You're ready to add a reranker to a production RAG pipeline when you can:

• Preserve authorization and freshness filtering before any pair scoring.
• Explain why first-stage recall and final evidence order need separate gates.
• Compare bi-encoder retrieval, cross-encoder reranking, and ColBERT-style late interaction.
• Measure ordering improvement with MRR or NDCG inside the context budget.
• Choose candidate count using candidate recall and measured end-to-end latency.
• Emit a trace suitable for downstream faithfulness and citation evaluation.

Evaluation rubric

Follow-up questions

Common pitfalls

Reranking is used to hide recall failure

• Symptom: Teams swap reranker models, but a gold policy chunk never appears in final context.
• Cause: First-stage retrieval did not include the chunk in its candidate set.
• Fix: Gate on Recall@candidate_k first, then evaluate ordering only on candidate sets that contain the answer.

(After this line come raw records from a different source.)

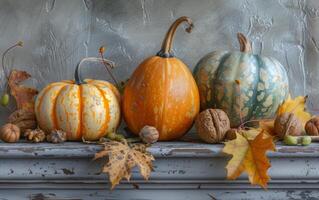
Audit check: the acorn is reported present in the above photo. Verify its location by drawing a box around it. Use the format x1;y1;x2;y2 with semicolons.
0;93;10;107
0;123;20;143
305;116;319;136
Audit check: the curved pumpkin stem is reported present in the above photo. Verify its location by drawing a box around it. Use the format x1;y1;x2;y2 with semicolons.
237;33;252;53
74;57;114;85
157;16;194;58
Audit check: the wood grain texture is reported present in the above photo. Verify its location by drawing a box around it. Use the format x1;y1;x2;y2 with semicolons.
0;142;319;200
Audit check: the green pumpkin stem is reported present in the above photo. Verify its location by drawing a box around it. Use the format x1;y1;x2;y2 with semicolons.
237;33;252;53
157;16;194;58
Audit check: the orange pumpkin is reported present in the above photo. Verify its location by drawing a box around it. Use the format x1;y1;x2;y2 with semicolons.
122;17;199;141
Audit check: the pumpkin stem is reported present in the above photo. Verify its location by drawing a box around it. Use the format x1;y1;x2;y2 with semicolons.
157;16;194;58
74;57;114;85
237;33;252;53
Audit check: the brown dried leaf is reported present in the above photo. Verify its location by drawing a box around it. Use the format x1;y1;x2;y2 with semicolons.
8;70;38;112
223;129;275;188
94;141;154;189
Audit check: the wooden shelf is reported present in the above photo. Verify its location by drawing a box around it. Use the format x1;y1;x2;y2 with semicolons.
0;142;319;200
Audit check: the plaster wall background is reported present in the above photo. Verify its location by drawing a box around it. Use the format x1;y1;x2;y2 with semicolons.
0;0;319;124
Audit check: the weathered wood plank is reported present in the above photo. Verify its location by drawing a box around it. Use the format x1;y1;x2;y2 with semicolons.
0;142;319;200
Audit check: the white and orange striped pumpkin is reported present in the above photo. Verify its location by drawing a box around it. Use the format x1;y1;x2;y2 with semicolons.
35;58;120;140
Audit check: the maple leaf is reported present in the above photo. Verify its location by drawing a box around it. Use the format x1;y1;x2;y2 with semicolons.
223;129;275;188
94;141;154;189
8;70;38;112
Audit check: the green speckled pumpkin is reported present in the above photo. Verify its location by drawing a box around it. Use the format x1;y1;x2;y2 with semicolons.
194;33;289;127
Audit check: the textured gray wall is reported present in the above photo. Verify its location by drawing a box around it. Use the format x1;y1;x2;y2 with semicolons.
0;0;319;123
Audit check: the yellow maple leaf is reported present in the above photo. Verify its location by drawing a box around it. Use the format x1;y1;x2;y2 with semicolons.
94;141;154;189
223;129;275;188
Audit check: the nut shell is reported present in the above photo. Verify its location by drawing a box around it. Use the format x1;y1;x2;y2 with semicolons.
305;116;319;136
274;113;303;139
195;109;230;143
46;130;67;143
0;123;20;143
139;126;159;144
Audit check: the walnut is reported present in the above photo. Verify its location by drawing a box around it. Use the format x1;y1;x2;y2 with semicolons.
24;128;45;143
8;109;37;133
305;116;319;136
139;126;159;144
0;123;20;143
274;113;303;139
46;130;66;143
225;128;238;140
195;109;230;143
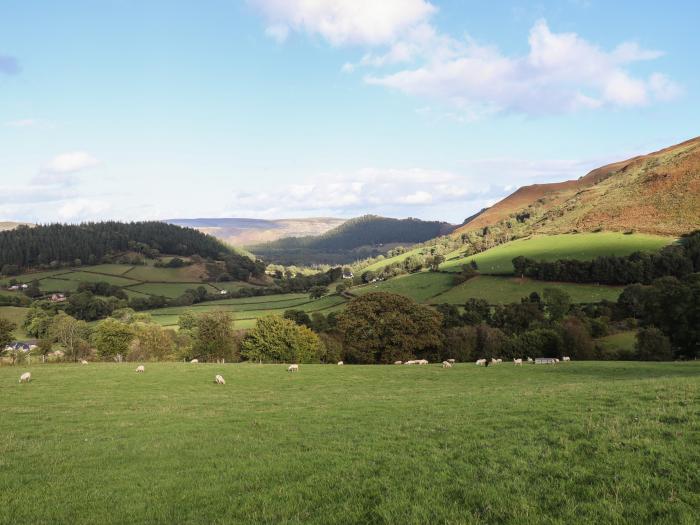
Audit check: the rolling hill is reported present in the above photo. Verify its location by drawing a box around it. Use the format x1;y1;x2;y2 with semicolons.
165;217;345;246
456;137;700;236
249;215;454;264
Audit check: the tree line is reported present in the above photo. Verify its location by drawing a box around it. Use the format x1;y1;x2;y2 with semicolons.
513;232;700;285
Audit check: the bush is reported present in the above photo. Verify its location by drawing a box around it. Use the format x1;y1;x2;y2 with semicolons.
634;326;673;361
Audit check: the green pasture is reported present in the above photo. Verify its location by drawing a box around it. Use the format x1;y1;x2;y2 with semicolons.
430;275;624;304
440;232;675;274
0;362;700;525
351;272;454;303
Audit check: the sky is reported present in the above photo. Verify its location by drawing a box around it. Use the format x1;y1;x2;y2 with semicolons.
0;0;700;223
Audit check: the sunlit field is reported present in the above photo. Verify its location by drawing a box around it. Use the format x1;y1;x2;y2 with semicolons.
0;362;700;524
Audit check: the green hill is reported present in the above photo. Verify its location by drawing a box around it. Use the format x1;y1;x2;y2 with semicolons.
249;215;454;265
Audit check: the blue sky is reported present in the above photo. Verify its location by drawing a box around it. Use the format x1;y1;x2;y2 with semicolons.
0;0;700;222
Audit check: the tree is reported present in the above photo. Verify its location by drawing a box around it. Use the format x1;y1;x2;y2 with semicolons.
241;315;322;363
49;312;90;361
338;292;442;363
128;323;176;361
544;288;571;321
0;317;17;351
309;286;328;299
634;326;673;361
92;318;134;359
191;312;238;361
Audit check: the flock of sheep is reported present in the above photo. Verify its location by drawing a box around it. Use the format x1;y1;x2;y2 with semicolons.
19;357;571;385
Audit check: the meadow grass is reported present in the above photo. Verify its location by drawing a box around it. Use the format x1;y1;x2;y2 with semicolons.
430;275;624;304
351;272;454;303
0;362;700;525
127;283;217;299
440;232;675;275
0;306;29;339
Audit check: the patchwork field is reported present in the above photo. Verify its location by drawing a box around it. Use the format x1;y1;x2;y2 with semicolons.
440;232;675;275
430;275;624;304
0;362;700;525
351;272;454;303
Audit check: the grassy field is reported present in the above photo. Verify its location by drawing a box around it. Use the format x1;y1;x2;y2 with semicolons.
440;232;675;275
0;306;29;339
351;272;454;303
0;362;700;525
429;275;624;304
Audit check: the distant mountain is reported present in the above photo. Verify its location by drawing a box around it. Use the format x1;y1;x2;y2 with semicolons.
164;217;345;246
249;215;455;264
457;138;700;235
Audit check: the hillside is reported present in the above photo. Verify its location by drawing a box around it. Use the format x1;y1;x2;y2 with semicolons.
456;138;700;235
250;215;454;264
0;221;31;232
165;217;345;246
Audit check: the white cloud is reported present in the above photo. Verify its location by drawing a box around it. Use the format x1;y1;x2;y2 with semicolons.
249;0;436;46
363;20;680;114
42;151;98;174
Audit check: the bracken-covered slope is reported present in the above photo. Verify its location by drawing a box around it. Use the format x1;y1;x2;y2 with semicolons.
457;138;700;235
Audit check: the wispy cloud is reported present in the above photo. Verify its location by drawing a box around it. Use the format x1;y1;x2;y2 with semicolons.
250;0;683;116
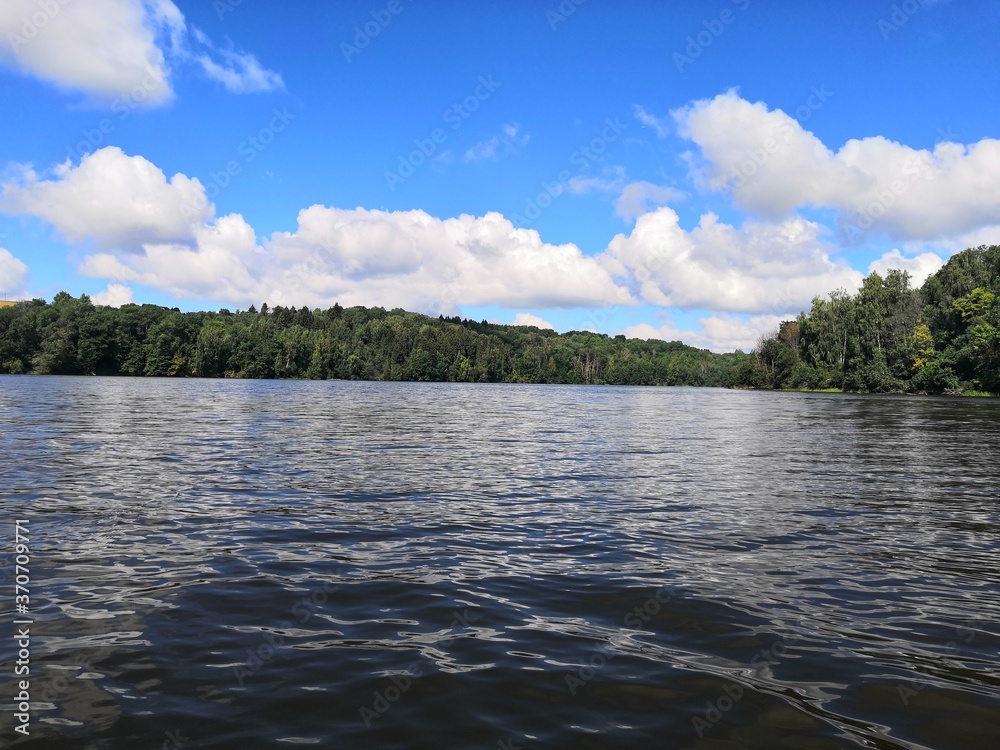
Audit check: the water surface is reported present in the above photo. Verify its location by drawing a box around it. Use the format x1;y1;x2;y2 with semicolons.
0;376;1000;750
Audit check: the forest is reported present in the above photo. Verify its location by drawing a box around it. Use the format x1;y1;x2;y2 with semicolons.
0;245;1000;394
736;245;1000;394
0;292;748;386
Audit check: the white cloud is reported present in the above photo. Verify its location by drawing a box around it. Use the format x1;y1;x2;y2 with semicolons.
625;314;790;352
673;91;1000;242
600;208;862;314
0;247;28;297
77;206;632;314
90;283;135;307
194;30;285;94
615;182;684;221
0;0;172;105
0;0;282;106
632;104;670;138
868;249;944;287
511;313;555;331
0;146;215;246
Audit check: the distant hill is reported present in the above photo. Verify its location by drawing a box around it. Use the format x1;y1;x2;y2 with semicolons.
0;292;749;386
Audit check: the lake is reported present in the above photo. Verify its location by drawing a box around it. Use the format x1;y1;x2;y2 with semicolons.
0;376;1000;750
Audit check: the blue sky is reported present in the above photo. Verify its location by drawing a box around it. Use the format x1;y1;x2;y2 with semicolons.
0;0;1000;351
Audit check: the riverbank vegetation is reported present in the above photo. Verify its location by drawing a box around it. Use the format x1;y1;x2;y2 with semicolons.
737;245;1000;395
0;246;1000;395
0;292;748;386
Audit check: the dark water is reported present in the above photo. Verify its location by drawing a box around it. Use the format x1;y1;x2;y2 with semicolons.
0;376;1000;750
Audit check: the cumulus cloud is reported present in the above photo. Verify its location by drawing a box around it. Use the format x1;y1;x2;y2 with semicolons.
625;314;787;352
673;91;1000;242
511;313;555;331
90;283;135;307
600;208;862;314
260;206;631;313
0;146;215;247
77;206;632;314
0;247;28;296
615;181;684;221
868;249;944;287
0;0;282;106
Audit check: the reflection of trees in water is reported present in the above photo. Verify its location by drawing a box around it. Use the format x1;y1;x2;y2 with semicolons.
15;613;152;739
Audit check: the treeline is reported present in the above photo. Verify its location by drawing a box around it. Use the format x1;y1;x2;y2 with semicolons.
736;245;1000;394
0;292;750;386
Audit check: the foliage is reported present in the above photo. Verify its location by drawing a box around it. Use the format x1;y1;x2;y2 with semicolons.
736;245;1000;394
0;292;749;386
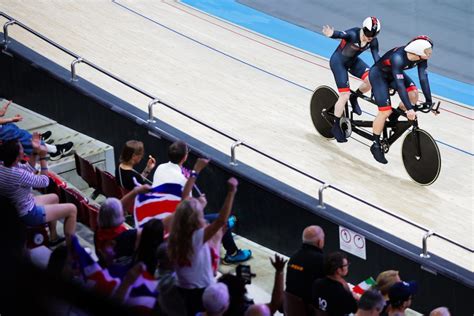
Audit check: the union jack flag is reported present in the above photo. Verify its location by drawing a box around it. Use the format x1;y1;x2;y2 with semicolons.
133;183;182;228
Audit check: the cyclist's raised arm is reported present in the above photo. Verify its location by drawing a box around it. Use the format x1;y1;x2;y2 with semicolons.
370;38;380;64
390;54;413;110
418;60;433;103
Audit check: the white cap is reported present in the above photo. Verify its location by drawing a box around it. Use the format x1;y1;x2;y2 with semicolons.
405;35;433;56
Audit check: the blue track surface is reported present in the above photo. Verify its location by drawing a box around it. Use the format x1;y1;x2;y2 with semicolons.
181;0;474;107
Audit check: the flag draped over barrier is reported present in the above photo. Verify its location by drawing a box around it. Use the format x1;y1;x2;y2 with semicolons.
133;183;183;228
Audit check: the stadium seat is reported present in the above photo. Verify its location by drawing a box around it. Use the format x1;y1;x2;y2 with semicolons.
81;201;99;231
74;153;101;200
61;188;89;225
283;291;309;316
96;168;124;199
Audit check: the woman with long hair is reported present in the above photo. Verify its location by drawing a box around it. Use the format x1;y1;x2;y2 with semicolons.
168;178;238;315
0;133;77;241
115;140;156;191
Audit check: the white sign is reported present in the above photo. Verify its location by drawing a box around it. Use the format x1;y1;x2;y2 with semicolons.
339;226;366;260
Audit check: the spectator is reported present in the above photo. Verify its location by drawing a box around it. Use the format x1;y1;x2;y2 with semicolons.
388;281;418;316
0;133;77;242
355;290;385;316
286;226;324;304
153;141;252;264
374;270;401;315
245;304;273;316
430;307;451;316
0;101;74;160
219;254;286;316
94;185;155;273
197;283;229;316
313;252;357;315
374;270;401;301
115;140;156;191
168;178;238;315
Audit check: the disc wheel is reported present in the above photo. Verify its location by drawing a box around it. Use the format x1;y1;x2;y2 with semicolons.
310;86;338;139
402;129;441;185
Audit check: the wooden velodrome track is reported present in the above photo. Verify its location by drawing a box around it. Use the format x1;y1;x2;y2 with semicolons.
0;0;474;271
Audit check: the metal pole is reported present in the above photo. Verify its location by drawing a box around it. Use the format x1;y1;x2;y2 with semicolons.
420;230;434;259
71;57;83;81
318;183;330;209
3;20;16;49
147;99;161;123
230;140;243;167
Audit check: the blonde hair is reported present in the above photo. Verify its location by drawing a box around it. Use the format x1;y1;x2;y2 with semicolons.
120;139;145;162
168;198;201;266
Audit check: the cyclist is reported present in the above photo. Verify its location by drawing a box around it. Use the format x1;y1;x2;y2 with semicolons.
369;35;433;164
323;17;380;143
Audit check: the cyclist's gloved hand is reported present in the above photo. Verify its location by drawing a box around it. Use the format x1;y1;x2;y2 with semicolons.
406;109;416;121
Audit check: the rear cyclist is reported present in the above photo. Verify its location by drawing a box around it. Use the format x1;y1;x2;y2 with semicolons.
323;17;380;143
369;35;433;164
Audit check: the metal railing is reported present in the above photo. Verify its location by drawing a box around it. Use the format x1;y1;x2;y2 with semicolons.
0;12;474;258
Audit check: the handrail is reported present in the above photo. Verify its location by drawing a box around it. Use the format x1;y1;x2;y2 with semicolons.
0;11;474;253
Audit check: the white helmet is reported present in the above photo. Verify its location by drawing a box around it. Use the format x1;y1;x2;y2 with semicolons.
362;16;380;37
405;35;433;56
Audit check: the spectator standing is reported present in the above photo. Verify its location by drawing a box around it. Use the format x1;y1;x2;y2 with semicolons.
388;281;418;316
355;290;385;316
115;140;156;191
153;141;252;264
0;133;77;242
286;225;324;304
313;251;357;316
168;178;238;315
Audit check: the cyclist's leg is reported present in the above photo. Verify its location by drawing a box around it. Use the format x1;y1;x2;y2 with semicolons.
349;57;371;93
349;57;371;115
329;55;350;143
369;68;392;164
389;72;418;121
329;55;350;117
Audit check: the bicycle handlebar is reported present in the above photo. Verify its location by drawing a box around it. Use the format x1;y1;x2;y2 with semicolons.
413;101;441;114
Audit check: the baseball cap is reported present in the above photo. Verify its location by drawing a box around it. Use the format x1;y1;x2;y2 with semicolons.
202;282;229;313
388;281;418;303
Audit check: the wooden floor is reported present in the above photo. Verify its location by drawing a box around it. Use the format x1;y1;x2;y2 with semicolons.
0;0;474;271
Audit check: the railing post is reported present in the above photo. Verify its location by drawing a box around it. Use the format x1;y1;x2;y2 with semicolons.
318;183;329;209
71;57;83;81
420;230;434;259
3;20;16;49
146;99;161;123
230;140;243;167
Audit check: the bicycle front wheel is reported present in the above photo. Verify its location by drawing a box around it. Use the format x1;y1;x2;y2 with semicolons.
310;86;339;139
402;129;441;185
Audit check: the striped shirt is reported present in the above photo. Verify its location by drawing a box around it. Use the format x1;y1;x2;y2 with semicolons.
0;163;49;217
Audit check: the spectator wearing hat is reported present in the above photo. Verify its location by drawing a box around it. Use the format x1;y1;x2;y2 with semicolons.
355;290;385;316
430;307;451;316
388;281;418;316
153;140;252;264
286;225;324;304
373;270;402;315
197;282;229;316
312;251;357;315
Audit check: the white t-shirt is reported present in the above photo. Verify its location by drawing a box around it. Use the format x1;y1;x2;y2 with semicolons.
153;162;187;188
176;227;215;289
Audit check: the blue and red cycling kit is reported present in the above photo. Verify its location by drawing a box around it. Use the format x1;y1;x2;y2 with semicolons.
369;46;432;111
329;27;380;92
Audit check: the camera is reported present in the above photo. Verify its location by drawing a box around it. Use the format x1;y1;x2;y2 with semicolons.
235;264;257;284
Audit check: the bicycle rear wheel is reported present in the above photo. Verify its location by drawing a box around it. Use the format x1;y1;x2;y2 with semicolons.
310;86;339;139
402;129;441;185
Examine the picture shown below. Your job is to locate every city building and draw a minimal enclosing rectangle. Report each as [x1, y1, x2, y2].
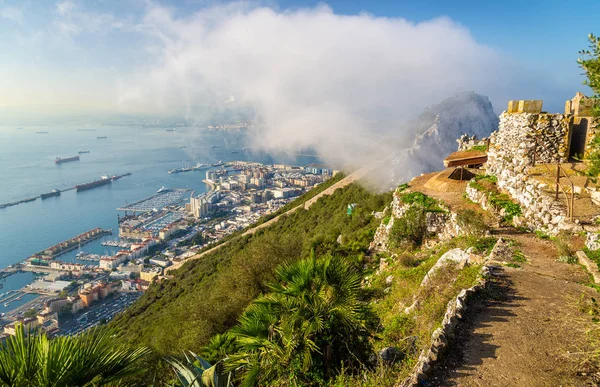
[79, 282, 113, 308]
[140, 267, 162, 282]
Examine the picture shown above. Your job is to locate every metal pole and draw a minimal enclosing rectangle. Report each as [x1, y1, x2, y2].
[555, 161, 560, 200]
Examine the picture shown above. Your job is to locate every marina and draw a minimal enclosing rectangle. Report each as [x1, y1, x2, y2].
[28, 227, 112, 262]
[117, 187, 191, 212]
[0, 173, 131, 209]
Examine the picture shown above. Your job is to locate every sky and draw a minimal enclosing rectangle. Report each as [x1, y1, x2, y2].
[0, 0, 600, 119]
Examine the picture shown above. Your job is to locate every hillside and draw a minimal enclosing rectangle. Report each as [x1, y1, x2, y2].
[110, 180, 390, 354]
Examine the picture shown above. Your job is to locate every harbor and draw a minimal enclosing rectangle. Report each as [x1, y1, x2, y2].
[117, 187, 191, 213]
[0, 172, 131, 209]
[28, 227, 112, 263]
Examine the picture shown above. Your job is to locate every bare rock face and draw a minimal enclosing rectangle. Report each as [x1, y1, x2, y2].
[389, 92, 498, 185]
[421, 248, 471, 287]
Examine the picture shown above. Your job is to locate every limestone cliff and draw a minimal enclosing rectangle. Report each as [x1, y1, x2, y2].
[391, 92, 498, 183]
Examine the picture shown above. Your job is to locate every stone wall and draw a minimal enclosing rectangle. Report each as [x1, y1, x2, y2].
[400, 265, 494, 387]
[486, 112, 573, 234]
[456, 134, 488, 151]
[465, 180, 572, 235]
[369, 193, 462, 252]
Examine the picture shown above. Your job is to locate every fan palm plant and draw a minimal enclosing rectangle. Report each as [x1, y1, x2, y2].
[0, 325, 149, 387]
[226, 254, 370, 385]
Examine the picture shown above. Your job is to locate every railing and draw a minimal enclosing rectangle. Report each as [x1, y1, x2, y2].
[532, 137, 575, 222]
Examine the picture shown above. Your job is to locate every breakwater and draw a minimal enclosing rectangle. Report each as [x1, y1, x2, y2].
[0, 172, 131, 209]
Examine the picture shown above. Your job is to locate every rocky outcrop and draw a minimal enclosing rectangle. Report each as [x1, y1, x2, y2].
[482, 112, 572, 234]
[456, 133, 488, 151]
[400, 266, 494, 387]
[369, 192, 472, 252]
[382, 92, 498, 187]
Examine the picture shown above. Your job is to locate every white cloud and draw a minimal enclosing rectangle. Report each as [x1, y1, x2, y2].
[118, 3, 503, 175]
[56, 0, 77, 16]
[0, 7, 24, 24]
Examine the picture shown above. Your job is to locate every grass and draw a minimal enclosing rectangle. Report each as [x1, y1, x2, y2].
[400, 192, 446, 212]
[583, 247, 600, 268]
[469, 175, 523, 223]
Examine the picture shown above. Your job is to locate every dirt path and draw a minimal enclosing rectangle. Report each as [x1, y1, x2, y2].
[410, 169, 599, 387]
[428, 234, 597, 387]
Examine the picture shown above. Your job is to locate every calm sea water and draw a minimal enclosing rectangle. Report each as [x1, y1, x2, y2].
[0, 126, 316, 311]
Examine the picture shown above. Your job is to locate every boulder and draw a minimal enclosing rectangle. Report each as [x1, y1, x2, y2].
[378, 347, 404, 365]
[421, 248, 470, 287]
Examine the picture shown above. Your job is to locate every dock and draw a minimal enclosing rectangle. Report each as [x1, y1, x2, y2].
[117, 188, 191, 212]
[0, 172, 131, 209]
[28, 227, 112, 260]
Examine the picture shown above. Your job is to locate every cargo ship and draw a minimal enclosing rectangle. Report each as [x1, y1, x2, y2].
[40, 189, 60, 200]
[54, 156, 79, 164]
[75, 176, 112, 192]
[169, 163, 210, 174]
[111, 172, 131, 181]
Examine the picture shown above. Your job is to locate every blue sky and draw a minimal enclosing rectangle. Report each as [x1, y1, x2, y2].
[0, 0, 600, 118]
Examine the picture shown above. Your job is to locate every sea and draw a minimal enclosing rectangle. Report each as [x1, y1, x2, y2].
[0, 125, 319, 312]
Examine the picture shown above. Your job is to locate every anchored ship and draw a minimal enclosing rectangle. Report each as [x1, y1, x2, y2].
[54, 156, 79, 164]
[40, 189, 60, 200]
[169, 163, 210, 174]
[75, 176, 112, 192]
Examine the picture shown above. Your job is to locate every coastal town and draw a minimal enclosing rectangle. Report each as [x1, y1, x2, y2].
[0, 161, 337, 339]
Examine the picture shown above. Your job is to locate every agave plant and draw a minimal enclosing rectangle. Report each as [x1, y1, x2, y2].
[167, 352, 233, 387]
[0, 325, 149, 387]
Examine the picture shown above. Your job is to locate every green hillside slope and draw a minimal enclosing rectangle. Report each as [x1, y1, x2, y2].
[109, 184, 391, 355]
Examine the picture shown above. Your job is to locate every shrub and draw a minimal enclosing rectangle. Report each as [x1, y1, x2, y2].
[400, 192, 442, 212]
[390, 206, 427, 247]
[383, 313, 415, 343]
[398, 252, 419, 267]
[456, 210, 487, 236]
[552, 231, 575, 257]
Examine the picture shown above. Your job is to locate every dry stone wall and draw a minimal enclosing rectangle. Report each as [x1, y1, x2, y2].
[369, 189, 463, 252]
[482, 112, 572, 234]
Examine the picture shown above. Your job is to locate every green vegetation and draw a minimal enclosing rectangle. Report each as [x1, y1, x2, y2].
[400, 192, 446, 212]
[0, 325, 148, 387]
[108, 184, 391, 364]
[534, 230, 550, 239]
[577, 34, 600, 182]
[389, 205, 427, 247]
[225, 255, 373, 386]
[583, 247, 600, 269]
[336, 237, 486, 387]
[456, 209, 488, 237]
[469, 175, 522, 223]
[469, 145, 487, 152]
[550, 231, 577, 263]
[577, 34, 600, 116]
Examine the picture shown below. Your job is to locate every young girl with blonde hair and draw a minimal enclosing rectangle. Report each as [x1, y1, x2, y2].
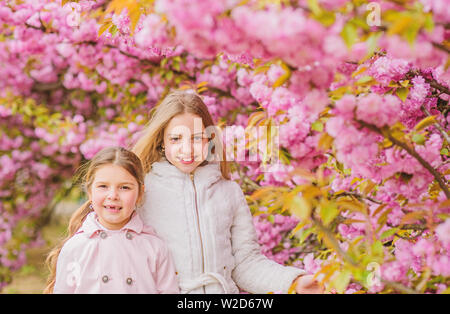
[44, 147, 179, 293]
[133, 91, 322, 293]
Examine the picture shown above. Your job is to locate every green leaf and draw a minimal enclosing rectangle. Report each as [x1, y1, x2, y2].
[290, 196, 312, 220]
[380, 228, 399, 240]
[311, 121, 323, 132]
[341, 23, 358, 48]
[320, 203, 339, 226]
[412, 133, 425, 145]
[333, 269, 352, 294]
[395, 87, 409, 101]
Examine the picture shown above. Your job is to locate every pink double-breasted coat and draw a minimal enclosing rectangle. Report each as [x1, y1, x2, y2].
[53, 212, 179, 293]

Candidate count grows without a serving measurement

• Symptom: Ordering metrics improve while request latency exceeds the product budget.
• Cause: Each additional cross-encoder pair consumes request-time inference.
• Fix: Benchmark p95 latency by candidate count and input length, then choose the smallest candidate set that clears recall and ordering gates.

Evidence order improves but grounding remains untested

• Symptom: NDCG rises, but users still receive unsupported answers.
• Cause: Reranking evaluates selected context, not whether generation follows it.
• Fix: Carry the reranking trace into answer faithfulness and citation checks in the next evaluation stage.